Barbara Schinko stellte schon während der ersten Beratung fest, dass das äußere Bild des interessierenden Objektes nicht durch einen Einband, sondern einen gut gefertigten Schutzumschlag geprägt wurde. Für weitere Untersuchungen stimmte Dagmar Hülsenberg der Entfernung bzw. partiellen Ablösung desselben zu. Im Ergebnis der Beratung überließ sie das Blumenbuch leihweise zu weiteren Untersuchungen den Fachkundigen in Leipzig.

In Ergänzung zu dem Blumenbuch erhielt Dagmar Hülsenberg von ihrer Freundin am 28.11.2021 aus dem Nachlass von deren Vater noch ein Patent vom 27. Januar 1913 für den Hauptmann der Infanterie von Holwede sowie das Original eines Patentes vom 30. November 1782 für den Stabs-Capitaine von Sanitz. Ganz unerwartet ergänzte Elisabeth Steiner die Unterlagen am 24. Mai 2023 mit – ebenfalls aus dem Nachlass ihres Vaters – zwei leeren Briefumschlägen eines A. von Leth, aus Lidingö/Stockholm, adressiert im Jahr 1953 an Herrn Oberst a.D. Alexander von Holwede, Mendelssohn-Bartholdy-Str. 47, Potsdam-Babelsberg und im Jahr 1955 an Herrn Oberst Alexander von Holwede unter derselben Adresse.

Dokumente zur Provenienzgeschichte des Roten Florilegiums: Offizierspatente und Briefumschläge. Foto: DNB.

2. Ergebnisse der Untersuchungen des Blumenbuchs in der Deutschen Nationalbibliothek Leipzig

2.1. Einband

Bei dem Einband des Blumenbuches handelte es sich – so stellte Barbara Schinko fest – auf den ersten Blick um einen Halblederband, auf 6 Bünde geheftet, mit einem zweifarbigen Kapitalband und mit einem Marmorpapier bezogen. An den Einbandinnenseiten wurde erkennbar, dass der Halblederband einen ursprünglichen Einband überformte. Die Einschläge des Halblederbandes überdeckten das marmorierte Vorsatzpapier lediglich um die Breite des Einbandeinschlages. Bei näherer Betrachtung wurde deutlich, dass der Halblederband keine weiteren Verklebungen mit dem Ursprungseinband aufwies. Auf dem Rücken fanden sich Reste einer Titelprägung „SCHÖNE BLUMEN“.

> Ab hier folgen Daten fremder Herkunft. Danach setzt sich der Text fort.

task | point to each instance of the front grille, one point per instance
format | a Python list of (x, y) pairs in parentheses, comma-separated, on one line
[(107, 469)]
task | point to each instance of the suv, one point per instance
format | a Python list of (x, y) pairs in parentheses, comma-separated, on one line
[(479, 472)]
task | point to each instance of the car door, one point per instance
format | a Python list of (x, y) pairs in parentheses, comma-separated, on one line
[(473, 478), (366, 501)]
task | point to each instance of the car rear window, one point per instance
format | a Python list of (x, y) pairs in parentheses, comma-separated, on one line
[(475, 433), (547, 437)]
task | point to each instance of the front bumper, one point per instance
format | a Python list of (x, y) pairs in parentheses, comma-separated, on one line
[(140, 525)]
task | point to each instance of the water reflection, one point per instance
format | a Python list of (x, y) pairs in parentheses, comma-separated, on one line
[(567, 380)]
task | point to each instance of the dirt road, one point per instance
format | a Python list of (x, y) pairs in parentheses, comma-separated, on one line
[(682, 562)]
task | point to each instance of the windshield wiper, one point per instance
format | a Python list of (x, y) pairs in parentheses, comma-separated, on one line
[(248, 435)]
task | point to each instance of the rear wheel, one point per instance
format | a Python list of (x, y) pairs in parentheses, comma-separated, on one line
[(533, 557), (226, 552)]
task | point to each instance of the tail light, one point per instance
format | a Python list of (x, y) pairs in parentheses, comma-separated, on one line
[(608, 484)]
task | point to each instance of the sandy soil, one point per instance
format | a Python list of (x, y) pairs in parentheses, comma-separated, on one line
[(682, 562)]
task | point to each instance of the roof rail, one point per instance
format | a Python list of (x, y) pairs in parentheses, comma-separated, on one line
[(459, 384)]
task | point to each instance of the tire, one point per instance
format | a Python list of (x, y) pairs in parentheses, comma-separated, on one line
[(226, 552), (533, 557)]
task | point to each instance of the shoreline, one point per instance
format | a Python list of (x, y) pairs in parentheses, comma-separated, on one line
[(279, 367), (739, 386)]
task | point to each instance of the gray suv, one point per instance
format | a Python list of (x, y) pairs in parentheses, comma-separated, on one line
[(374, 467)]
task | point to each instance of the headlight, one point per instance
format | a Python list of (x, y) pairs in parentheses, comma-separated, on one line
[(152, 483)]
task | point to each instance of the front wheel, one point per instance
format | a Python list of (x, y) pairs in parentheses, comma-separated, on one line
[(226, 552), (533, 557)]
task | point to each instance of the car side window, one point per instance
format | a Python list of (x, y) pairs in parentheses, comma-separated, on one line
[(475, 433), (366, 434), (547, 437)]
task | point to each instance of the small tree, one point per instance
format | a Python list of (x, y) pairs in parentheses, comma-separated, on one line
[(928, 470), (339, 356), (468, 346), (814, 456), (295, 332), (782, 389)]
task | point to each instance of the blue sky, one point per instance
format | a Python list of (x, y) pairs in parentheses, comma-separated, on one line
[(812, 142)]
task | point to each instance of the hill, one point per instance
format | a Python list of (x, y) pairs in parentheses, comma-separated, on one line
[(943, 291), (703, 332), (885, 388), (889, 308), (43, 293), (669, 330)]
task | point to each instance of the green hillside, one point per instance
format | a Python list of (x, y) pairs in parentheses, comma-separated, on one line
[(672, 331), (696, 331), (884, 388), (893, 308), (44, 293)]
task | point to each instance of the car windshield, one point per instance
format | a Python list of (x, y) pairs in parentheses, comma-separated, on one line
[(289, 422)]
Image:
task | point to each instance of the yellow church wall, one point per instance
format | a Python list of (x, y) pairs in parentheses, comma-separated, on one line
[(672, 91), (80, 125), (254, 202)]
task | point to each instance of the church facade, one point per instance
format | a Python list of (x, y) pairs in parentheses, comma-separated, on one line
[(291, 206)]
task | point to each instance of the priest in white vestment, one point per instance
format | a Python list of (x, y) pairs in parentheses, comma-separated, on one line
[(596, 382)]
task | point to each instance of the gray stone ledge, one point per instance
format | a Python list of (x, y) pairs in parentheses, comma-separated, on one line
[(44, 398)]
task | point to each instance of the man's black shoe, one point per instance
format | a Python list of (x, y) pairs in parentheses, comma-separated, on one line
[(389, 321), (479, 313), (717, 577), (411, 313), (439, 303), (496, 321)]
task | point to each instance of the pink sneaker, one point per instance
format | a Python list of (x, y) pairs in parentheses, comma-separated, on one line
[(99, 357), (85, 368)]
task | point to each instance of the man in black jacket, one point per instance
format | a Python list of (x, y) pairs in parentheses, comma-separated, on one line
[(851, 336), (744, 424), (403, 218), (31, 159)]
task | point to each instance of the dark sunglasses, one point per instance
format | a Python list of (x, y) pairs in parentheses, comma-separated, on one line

Vorsatz- und Einbandpapiere am Roten Florilegium: Vorsatzpapier Doppelkamm-Marmor, Einbandpapier Marmoriertes Papier, gezogener Marmor. Foto: DNB.

In Absprache mit Dagmar Hülsenberg wurde der Entschluss gefasst, den Halblederband mit der Verbindung zum Vorderdeckel an einer Seite abzulösen. Durch partielles Befeuchten der Einbandeinschläge konnte die Verbindung einseitig gelöst werden. Dabei beließ Barbara Schinko jedoch noch die ursprüngliche Verbindung zum Buch.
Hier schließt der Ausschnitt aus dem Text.